See my complete MyHeritage DNA review.
Things to consider
Where 23andMe cannot compete with the pool of European testers, MyHeritage cannot compete with the health traits. Common things these companies utilize are their ethnicity estimates. All companies use separate reference samples, and so there will be discrepancies between the same person’s results across these two companies.
23andMe and MyHeritage offer chromosome browsers that allow the users to display each of their chromosomes side by side. By doing this, you can visually see where you and your DNA matches share the same segments. This type of data is very useful and can’t be done on other sites like AncestryDNA.
Also similar is that these are generally large databases commonly utilized by professionals, novices, and those who pick the hobby up now and again. You are bound to have many matches regardless of which company you decide.
One of the best things about 23andMe, though, is that you can take your genetic data and transfer it all over to MyHeritage to view the results and utilize their tools. The same can be done with AncestryDNA. You cannot upload DNA from MyHeritage to AncestryDNA or 23andMe.
Though these two companies offer widely different tools and reports, it does not say that one is better and one is worse. They both have a large growth rate of users. They are continuously adding granular data to specify their users’ results regardless of which ethnic origins their users come from. In the last three years, all companies have been steering away from their specificity when it came to caucasian ethnic groups because they realized they were catering towards a certain population. By diversifying and becoming inclusive, these two companies have grown much more, and their consumers have been satisfied by updated reports and ethnicity estimates.
I always recommend 23andMe, and I always encourage users to download their 23andMe RAW data file and upload it to MyHeritage. There is a paywall when uploading to MyHeritage, but the tools are well worth the price. By utilizing both companies, you obtain the best of both worlds and make your money stretch a lot further.

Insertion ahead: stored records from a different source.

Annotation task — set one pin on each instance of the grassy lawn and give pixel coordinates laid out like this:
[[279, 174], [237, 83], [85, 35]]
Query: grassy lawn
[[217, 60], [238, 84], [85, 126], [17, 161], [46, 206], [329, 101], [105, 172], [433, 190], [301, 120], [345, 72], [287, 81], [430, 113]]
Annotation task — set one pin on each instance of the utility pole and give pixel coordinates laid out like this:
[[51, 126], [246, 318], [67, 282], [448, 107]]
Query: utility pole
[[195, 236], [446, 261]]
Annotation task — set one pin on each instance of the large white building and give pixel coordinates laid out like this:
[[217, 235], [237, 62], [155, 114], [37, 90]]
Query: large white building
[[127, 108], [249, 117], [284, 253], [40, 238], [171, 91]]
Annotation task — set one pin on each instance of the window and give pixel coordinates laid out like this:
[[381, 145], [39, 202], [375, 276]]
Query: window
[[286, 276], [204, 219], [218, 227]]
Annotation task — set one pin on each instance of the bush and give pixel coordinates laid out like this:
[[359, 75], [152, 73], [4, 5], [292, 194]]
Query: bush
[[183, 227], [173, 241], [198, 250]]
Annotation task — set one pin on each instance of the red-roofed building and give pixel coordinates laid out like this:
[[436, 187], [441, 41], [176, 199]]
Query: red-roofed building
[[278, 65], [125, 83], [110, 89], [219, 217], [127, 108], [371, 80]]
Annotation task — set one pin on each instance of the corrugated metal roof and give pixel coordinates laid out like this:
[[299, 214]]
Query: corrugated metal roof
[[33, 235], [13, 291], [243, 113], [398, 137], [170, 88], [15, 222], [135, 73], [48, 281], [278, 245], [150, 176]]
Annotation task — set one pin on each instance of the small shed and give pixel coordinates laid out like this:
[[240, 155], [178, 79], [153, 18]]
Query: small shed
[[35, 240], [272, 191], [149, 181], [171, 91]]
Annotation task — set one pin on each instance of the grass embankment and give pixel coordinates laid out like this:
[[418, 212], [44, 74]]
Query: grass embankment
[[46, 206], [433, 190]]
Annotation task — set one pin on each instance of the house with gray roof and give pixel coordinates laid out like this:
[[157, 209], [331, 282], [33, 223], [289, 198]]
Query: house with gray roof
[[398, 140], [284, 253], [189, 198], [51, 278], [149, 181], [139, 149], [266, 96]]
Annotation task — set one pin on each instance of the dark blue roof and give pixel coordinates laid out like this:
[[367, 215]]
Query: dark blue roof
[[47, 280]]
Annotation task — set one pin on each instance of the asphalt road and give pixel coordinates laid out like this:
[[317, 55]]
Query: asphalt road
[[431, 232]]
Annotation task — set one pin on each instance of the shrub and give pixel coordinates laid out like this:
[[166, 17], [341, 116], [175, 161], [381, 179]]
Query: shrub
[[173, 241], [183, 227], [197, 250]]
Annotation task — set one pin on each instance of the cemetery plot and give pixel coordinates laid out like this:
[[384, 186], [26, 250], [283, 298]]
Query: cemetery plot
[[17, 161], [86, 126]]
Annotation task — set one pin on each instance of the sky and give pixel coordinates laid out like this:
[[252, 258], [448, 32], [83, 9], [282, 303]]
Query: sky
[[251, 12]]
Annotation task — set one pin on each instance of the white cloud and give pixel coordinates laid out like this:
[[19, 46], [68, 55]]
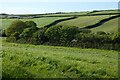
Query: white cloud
[[59, 1]]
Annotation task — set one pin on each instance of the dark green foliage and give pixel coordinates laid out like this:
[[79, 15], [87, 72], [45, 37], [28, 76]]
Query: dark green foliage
[[28, 32], [3, 33], [53, 34], [16, 26], [39, 37]]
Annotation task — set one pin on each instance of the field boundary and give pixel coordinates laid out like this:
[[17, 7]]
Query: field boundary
[[101, 22]]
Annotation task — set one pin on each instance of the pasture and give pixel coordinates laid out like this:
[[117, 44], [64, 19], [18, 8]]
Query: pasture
[[83, 21], [39, 61], [41, 22], [44, 61]]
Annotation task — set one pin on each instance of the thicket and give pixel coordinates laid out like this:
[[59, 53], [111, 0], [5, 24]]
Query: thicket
[[27, 32]]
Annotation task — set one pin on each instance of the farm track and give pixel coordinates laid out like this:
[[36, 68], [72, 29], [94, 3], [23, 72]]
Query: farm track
[[100, 22]]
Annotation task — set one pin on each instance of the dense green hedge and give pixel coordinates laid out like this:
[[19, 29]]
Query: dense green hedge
[[27, 32]]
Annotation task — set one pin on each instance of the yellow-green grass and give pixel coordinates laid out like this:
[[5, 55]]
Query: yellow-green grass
[[39, 61], [107, 12], [83, 21], [108, 27], [68, 14], [41, 22]]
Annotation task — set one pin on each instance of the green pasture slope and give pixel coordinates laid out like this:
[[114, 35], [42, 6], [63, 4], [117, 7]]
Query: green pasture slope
[[41, 22], [110, 26], [83, 21], [38, 61]]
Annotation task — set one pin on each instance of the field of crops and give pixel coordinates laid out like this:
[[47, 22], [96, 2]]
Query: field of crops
[[83, 21], [110, 26], [107, 12], [38, 61], [41, 22]]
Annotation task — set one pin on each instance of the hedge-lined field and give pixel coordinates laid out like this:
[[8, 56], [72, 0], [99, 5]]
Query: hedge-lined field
[[110, 26], [83, 21], [41, 22], [38, 61]]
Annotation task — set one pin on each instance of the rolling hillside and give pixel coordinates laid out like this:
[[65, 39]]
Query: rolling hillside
[[41, 22], [110, 26], [38, 61], [83, 21]]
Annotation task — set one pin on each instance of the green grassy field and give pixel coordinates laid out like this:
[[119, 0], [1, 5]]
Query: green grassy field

However, while reading this article, keep in mind that many more websites offer different tools and even larger databases. These versus articles are truly an introspective look at the tools and the number of users.

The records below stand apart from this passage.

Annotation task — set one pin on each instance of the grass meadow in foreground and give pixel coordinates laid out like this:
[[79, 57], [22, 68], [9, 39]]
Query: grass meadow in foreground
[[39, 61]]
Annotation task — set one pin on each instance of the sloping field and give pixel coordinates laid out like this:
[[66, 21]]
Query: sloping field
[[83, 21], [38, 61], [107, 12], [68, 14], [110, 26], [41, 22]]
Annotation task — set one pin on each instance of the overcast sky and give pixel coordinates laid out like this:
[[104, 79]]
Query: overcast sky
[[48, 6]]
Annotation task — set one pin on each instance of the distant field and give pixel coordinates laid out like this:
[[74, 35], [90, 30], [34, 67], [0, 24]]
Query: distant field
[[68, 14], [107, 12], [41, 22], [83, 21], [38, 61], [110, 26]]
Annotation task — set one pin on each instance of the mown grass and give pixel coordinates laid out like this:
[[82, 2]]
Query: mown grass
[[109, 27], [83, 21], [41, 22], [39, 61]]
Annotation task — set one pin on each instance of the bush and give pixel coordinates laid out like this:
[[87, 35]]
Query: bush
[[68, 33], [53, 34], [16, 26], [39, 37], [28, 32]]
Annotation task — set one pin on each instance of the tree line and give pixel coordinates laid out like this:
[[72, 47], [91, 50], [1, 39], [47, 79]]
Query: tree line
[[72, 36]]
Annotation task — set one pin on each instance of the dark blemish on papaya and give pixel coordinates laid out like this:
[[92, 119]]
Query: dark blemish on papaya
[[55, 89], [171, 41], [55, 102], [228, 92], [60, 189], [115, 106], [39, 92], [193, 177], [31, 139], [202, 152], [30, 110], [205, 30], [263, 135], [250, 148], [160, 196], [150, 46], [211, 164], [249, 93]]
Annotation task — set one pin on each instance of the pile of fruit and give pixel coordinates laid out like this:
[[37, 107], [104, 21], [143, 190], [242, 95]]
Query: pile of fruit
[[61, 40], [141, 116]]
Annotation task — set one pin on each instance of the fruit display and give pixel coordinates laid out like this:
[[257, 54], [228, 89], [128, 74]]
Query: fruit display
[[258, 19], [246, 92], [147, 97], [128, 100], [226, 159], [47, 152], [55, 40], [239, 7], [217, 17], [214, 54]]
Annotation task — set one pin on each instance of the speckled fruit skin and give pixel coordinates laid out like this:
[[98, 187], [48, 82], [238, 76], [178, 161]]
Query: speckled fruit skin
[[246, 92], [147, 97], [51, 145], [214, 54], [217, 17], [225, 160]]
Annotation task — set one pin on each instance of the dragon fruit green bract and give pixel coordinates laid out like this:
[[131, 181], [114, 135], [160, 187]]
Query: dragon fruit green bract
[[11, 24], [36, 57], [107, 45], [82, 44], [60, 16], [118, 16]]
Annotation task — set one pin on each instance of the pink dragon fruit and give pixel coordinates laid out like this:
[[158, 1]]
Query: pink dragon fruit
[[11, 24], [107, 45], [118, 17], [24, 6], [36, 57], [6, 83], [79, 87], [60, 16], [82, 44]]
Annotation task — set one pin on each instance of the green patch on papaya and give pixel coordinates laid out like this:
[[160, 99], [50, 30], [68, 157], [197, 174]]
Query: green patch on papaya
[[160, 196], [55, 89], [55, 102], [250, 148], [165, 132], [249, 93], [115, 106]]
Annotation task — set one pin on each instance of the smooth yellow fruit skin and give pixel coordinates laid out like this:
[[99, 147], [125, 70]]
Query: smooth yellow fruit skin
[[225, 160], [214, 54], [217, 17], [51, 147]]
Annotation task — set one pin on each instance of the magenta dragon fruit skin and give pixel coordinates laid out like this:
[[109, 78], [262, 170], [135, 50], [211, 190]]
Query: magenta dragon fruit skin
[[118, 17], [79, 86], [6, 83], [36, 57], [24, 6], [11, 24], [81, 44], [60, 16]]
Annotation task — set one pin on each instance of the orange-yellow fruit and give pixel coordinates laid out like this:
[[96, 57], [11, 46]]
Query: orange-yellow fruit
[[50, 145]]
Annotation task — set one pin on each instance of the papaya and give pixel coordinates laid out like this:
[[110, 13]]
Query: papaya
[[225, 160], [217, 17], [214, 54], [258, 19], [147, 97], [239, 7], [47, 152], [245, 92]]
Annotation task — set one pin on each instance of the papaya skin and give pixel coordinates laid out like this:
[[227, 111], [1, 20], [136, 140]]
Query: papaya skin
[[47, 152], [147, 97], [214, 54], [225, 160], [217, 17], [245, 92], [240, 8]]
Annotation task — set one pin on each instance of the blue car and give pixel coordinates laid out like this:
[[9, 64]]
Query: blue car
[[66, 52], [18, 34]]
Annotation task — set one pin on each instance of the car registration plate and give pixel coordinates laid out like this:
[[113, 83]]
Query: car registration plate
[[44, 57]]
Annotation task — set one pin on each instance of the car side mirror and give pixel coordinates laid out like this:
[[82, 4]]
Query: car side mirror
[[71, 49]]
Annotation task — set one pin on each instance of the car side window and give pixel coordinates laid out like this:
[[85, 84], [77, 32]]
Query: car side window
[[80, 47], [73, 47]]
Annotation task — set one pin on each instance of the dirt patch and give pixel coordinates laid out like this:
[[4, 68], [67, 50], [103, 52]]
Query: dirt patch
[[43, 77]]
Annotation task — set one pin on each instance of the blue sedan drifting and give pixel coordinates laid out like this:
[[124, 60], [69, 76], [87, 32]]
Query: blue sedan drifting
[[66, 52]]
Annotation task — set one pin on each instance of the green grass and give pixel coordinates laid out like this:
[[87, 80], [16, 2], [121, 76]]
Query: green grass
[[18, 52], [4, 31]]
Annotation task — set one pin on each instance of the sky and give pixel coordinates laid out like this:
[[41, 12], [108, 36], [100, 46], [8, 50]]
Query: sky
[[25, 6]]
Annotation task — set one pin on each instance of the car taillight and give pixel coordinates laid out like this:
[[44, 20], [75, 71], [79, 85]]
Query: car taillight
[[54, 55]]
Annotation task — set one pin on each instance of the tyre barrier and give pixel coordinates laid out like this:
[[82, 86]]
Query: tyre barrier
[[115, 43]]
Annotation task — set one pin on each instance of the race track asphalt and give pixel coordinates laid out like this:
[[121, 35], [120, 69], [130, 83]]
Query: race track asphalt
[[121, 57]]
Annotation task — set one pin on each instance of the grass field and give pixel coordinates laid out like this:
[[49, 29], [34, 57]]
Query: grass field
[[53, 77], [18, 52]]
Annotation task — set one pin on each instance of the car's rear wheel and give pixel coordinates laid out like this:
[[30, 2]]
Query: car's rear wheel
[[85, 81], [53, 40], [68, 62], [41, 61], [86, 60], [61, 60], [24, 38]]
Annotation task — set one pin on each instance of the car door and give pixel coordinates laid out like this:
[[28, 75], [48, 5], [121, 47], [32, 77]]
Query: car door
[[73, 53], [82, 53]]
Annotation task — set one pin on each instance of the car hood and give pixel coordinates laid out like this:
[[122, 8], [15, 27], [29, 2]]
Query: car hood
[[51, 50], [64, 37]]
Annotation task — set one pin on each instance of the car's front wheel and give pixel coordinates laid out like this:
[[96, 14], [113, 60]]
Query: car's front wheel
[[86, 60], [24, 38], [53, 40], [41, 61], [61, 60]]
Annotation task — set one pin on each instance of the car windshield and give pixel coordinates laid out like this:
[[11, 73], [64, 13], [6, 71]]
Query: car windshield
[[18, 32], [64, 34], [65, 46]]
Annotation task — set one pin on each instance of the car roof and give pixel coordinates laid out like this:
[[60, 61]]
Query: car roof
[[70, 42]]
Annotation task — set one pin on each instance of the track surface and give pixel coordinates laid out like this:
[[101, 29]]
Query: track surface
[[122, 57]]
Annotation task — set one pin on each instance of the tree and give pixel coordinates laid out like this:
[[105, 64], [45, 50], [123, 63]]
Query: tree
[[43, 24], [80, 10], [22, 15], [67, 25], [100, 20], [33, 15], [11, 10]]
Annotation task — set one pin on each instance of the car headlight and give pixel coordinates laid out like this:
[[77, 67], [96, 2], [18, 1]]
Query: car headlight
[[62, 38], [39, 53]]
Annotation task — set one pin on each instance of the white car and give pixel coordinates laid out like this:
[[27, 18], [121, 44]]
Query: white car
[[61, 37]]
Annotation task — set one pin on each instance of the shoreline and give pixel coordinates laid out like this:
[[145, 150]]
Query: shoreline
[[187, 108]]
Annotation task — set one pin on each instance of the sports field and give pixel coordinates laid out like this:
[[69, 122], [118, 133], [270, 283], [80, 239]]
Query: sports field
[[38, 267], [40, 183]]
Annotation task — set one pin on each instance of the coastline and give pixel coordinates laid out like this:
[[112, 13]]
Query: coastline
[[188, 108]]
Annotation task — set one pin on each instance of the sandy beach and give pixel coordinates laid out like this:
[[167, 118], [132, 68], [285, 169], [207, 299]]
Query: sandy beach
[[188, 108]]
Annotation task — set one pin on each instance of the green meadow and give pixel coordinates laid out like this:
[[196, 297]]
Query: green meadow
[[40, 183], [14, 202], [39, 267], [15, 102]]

- Larger database than MyHeritage (in North America)
- Offers Health Traits
- Neanderthal Reports
- Paternal and Maternal Haplogroup Reports
- Larger database of European users
- Clustering tools
- Family tree-building tools and online records database
Similarities consist of both having chromosome browser and ethnicity estimates among large databases for cousin matches.
The last word
You cannot go wrong but, just remember, you cannot upload your MyHeritage data to 23andMe. Only your 23andMe data to MyHeritage. If you had to choose between the two, I would suggest doing the following. Go ahead and buy the 23andMe DNA kit and then download your Raw data file, and upload it to MyHeritage and pay for the tools that they offer. That way, you don’t have to buy two separate tests and test with two companies.